Clubs will be dissuaded from going over the threshold (exceptions excluded) with a tax that is paid out amongst the non-offenders.

“If somebody wants to spend a lot over the limit, it’s one Euro per Euro,” Puyada said. “So, it’s quite expensive.”

However, EuroLeague does not share revenues equally and the imbalance between haves and have-nots remains. It remains to be seen if clubs that fall into the first bucket will simply pay the tax and proceed as usual.

“Some [likely still will],” Puyada acknowledged. “But they will be funding other teams and that will improve their rosters [over time].” 

The new CBS includes a team salary floor, a minimum amount each club must spend on player salaries. That should force the lowest spending teams to use at least some of the tax proceeds towards improving their roster.

While EL’s recent moves were inspired by American sport concepts, they were not made to necessarily appeal to U.S. investors. 

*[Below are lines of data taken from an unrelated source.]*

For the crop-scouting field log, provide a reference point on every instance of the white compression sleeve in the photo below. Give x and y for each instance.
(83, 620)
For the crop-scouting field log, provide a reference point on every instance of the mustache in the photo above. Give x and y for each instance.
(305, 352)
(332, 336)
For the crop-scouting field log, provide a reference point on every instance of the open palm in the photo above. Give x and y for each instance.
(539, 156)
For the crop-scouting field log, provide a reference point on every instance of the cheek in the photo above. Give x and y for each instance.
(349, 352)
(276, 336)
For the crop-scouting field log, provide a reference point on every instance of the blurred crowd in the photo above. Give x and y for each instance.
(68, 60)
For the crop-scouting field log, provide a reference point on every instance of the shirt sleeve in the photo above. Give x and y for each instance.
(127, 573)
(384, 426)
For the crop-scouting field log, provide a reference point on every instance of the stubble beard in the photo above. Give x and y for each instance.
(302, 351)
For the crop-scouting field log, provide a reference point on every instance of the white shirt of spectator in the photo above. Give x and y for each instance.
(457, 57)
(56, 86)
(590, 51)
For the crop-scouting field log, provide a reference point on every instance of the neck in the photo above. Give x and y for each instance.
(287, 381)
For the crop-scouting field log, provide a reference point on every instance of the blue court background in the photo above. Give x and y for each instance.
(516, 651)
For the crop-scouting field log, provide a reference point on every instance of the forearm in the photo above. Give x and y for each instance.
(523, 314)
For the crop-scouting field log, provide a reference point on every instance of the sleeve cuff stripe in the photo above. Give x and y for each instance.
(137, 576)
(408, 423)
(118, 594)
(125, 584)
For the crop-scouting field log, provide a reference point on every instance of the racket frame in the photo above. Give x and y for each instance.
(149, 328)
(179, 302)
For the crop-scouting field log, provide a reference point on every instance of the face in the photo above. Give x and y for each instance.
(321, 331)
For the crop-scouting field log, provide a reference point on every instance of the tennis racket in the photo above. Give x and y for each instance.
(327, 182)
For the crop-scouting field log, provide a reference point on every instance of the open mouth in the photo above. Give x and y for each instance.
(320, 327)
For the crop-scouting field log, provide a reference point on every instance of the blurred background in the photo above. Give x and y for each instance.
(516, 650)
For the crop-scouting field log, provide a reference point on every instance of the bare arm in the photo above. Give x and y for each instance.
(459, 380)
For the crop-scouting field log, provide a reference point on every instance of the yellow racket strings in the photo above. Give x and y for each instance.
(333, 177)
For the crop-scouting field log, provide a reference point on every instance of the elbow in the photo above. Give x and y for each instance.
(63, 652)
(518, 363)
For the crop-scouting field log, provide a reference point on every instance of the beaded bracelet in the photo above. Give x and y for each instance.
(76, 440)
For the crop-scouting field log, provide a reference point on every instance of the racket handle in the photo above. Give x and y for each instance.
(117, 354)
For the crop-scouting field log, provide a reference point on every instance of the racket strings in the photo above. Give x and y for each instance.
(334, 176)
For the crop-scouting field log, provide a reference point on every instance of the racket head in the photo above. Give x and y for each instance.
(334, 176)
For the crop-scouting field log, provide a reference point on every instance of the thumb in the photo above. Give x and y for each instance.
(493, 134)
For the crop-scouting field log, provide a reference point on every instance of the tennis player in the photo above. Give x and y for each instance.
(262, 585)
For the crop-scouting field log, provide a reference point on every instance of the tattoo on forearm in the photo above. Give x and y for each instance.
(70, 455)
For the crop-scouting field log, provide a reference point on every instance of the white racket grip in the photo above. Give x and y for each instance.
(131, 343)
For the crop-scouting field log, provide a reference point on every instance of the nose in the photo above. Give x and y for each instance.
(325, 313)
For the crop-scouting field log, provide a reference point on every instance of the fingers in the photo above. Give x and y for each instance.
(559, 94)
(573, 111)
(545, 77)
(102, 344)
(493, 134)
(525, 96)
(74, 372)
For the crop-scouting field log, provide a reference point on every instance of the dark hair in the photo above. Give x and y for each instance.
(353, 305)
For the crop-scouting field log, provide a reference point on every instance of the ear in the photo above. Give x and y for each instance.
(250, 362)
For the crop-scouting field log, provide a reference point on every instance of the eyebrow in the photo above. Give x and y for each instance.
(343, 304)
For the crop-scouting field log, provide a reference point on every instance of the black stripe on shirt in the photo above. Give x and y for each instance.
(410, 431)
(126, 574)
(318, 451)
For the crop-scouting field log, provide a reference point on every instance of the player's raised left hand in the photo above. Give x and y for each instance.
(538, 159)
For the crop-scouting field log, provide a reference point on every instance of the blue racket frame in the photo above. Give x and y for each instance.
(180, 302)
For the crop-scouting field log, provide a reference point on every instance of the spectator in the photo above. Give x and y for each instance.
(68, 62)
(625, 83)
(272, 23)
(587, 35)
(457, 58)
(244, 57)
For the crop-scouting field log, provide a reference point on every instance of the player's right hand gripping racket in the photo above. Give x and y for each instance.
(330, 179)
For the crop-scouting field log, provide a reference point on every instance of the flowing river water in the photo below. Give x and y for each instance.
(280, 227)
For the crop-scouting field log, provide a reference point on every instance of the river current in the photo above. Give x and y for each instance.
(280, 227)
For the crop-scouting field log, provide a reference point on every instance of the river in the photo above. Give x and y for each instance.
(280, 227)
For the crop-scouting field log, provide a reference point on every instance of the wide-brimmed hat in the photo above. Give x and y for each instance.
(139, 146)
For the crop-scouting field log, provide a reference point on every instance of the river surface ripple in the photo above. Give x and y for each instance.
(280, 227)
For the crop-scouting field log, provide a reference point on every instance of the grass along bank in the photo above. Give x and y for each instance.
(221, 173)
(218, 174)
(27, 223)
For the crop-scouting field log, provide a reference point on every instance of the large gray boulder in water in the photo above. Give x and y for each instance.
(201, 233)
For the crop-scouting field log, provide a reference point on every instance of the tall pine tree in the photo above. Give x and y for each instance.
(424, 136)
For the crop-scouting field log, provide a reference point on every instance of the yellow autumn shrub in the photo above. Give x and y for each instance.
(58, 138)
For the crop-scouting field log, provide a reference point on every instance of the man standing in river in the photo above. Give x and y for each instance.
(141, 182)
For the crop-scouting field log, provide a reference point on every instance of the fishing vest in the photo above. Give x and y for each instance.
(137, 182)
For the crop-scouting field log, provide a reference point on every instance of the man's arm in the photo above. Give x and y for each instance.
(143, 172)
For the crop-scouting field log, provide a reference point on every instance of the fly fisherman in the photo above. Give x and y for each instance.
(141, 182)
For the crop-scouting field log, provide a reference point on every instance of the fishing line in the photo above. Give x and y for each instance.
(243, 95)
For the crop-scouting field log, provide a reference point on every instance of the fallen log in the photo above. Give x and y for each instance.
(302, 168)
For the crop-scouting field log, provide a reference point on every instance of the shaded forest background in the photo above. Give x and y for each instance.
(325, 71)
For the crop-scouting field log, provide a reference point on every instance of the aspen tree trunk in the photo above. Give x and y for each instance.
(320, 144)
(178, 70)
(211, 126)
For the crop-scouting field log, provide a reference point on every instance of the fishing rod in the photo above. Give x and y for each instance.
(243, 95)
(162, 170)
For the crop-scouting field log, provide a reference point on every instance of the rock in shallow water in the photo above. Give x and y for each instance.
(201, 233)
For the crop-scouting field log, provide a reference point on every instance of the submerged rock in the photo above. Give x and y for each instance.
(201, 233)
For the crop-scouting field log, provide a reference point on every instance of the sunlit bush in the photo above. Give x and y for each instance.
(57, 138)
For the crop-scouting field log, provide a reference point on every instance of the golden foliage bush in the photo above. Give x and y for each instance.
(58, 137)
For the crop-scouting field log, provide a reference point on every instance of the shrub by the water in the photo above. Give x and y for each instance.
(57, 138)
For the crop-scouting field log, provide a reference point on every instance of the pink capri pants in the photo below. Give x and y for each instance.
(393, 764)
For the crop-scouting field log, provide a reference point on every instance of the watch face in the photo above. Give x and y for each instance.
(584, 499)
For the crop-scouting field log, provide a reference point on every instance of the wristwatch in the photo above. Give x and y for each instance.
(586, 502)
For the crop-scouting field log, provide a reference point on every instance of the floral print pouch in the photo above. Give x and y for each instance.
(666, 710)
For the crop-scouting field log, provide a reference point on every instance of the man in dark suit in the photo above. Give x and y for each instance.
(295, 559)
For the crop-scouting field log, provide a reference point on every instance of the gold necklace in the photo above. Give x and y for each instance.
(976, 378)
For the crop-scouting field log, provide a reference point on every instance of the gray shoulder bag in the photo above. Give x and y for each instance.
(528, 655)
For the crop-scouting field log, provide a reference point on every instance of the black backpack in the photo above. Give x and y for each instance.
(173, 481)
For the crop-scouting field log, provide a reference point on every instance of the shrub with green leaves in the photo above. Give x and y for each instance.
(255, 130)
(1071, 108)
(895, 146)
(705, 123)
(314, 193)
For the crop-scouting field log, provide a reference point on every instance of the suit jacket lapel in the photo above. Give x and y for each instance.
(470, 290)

The new regulations “put the league on another level, [from a business maturation standpoint], compared to other domestic leagues that we have here in Europe,” Puyada said. "We believe [they are] the right tools to generate more money and grow the league [for the long-term].”

It’s worth noting EuroLeague is also the only league in Europe owned by the teams, and that some of its clubs hold long-term licenses (i.e. they can’t be relegated).

Or at least they did. The clubs’ existing 10-year agreements expire in July of 2026.

EL is actively trying to extend those licenses now. There are questions about several clubs, including Real Madrid, FC Barcelona, and Fenerbahce Beko Istanbul, agreeing to sign on.

Outside investors are understandably hesitant to pump more money into the property until they do.

The EuroLeague intends to begin implementing its new regulatory framework next year, regardless; albeit with some flexibility to account for existing contracts. The ‘final model’ will be in place in time for start of the ’27-’28 season.

“It’s [going to be] a change for the European mentality, this new way to calculate salaries and for the clubs to decide on roster compensation based on [league revenues],” Puyada said.

Logic would suggest as American money continues to flow into Europe, that an increasing number of domestic leagues and competitions will follow suit.

But without the same stability in clubs at the top, most seem unlikely to gain the consensus needed for change. It’s simply not the way things are done across the pond.